Accuracy assessment of automation oil palm tree counting using ecognition based of UAV imagery / Fairuz Maizan Sazeli

Sazeli, Fairuz Maizan (2019) Accuracy assessment of automation oil palm tree counting using ecognition based of UAV imagery / Fairuz Maizan Sazeli. Degree thesis, Universiti Teknologi Mara Perlis.

Abstract

A good management of oil palm plantation become a growing concern as the demand
on oil palm is increasing. The farmers need a high technological system that can make
it easier to identify the number of oil palm in the plantation for the fertilizers and
prediction of yield. There is already manual technique and automation technique in
determining the number of oil palm trees exist but the manual technique is time
consuming and more expensive.
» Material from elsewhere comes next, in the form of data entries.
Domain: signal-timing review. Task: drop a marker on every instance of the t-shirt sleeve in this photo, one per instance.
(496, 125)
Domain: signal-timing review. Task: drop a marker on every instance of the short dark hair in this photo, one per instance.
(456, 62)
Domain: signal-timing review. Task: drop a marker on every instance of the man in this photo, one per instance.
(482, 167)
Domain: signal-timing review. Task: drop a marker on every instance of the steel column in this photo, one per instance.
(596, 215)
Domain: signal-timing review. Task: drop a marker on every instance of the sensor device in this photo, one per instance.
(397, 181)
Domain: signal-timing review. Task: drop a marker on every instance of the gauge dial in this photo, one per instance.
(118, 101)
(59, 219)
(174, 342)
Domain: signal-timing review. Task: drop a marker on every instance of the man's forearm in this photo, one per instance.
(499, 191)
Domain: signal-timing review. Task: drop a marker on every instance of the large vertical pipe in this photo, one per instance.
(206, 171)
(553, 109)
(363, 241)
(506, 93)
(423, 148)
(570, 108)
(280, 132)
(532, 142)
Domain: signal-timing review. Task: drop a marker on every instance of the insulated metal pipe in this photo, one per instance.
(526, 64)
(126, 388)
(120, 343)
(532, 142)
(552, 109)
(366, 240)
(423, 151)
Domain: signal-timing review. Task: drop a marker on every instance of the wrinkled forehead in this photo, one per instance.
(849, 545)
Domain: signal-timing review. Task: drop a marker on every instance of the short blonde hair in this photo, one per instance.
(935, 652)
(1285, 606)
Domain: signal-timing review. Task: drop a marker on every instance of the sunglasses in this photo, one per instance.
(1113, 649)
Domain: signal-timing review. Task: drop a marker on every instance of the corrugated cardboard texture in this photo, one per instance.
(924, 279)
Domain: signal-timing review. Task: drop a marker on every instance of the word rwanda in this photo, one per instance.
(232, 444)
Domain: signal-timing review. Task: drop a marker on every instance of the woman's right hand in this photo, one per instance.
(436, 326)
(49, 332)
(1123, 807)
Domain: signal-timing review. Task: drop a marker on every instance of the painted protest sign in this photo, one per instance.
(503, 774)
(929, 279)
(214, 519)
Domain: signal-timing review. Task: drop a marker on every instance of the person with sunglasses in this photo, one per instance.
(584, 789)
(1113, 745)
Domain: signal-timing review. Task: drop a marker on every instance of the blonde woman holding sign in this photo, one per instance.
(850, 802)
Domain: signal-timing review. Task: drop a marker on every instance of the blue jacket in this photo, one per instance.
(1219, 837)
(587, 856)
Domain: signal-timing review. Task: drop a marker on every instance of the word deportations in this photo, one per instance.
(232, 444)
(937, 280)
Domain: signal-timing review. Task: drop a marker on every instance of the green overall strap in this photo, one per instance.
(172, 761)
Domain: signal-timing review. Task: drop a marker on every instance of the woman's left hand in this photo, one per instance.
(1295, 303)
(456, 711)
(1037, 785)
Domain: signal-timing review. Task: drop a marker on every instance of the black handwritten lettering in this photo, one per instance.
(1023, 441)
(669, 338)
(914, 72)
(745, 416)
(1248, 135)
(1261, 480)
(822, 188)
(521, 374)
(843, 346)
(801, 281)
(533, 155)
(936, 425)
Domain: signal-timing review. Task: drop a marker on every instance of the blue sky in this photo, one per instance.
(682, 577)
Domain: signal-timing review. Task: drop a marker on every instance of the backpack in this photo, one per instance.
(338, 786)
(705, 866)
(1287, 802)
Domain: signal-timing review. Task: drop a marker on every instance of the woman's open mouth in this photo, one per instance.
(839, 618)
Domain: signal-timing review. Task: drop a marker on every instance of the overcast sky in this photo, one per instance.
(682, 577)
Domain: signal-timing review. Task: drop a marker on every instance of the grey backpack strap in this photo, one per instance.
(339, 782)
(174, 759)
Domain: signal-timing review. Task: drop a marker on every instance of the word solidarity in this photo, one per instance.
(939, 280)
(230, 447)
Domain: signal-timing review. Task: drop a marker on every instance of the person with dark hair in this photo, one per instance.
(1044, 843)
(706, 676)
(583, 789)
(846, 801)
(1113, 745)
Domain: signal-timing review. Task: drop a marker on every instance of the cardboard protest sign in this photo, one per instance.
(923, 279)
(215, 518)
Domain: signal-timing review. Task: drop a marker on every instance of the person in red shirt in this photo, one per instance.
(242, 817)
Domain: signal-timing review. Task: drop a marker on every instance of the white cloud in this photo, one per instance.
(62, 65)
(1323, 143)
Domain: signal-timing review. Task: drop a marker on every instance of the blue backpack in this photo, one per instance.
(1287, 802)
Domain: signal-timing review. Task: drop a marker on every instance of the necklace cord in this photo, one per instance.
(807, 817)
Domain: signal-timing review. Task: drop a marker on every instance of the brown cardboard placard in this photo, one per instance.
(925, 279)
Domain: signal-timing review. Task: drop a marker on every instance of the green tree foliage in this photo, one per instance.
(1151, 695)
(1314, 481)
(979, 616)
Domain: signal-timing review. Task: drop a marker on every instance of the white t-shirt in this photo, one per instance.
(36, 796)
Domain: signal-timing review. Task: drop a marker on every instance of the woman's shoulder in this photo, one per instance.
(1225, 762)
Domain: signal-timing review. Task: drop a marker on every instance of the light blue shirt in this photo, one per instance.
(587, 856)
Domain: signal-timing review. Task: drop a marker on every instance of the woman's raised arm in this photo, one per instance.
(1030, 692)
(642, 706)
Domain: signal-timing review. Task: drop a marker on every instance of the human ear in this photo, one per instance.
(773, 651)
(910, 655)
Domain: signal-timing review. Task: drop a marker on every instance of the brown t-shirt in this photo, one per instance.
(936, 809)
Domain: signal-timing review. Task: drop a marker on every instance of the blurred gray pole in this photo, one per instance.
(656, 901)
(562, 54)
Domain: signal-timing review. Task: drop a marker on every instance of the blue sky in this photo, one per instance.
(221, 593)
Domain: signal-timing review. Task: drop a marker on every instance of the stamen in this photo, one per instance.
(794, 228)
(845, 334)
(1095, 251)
The existence of automation method has not been
widely known by the farmers and the accuracy is not yet been verified. Therefore, the
accuracy of automation technique should be verified as it can be beneficial to the
agriculture sector. This research aim is to identify the accuracy of automation method
in oil palm tree counting by using the result from manual digitizing as a verification
subject to the automation technique. The data used in this research which is UAV
imagery data has been obtained from Braintree company. This data is suitable to be
used in this project as it provides high spatial resolution where the trees can be identified
easily. The result analyzes whether the accuracy of automation method by manipulating
five different threshold values approximately same as the accuracy of manual method.
It is suggested that the result of one of the threshold value in the automation method
has a high accuracy and can be used for oil palm tree counting.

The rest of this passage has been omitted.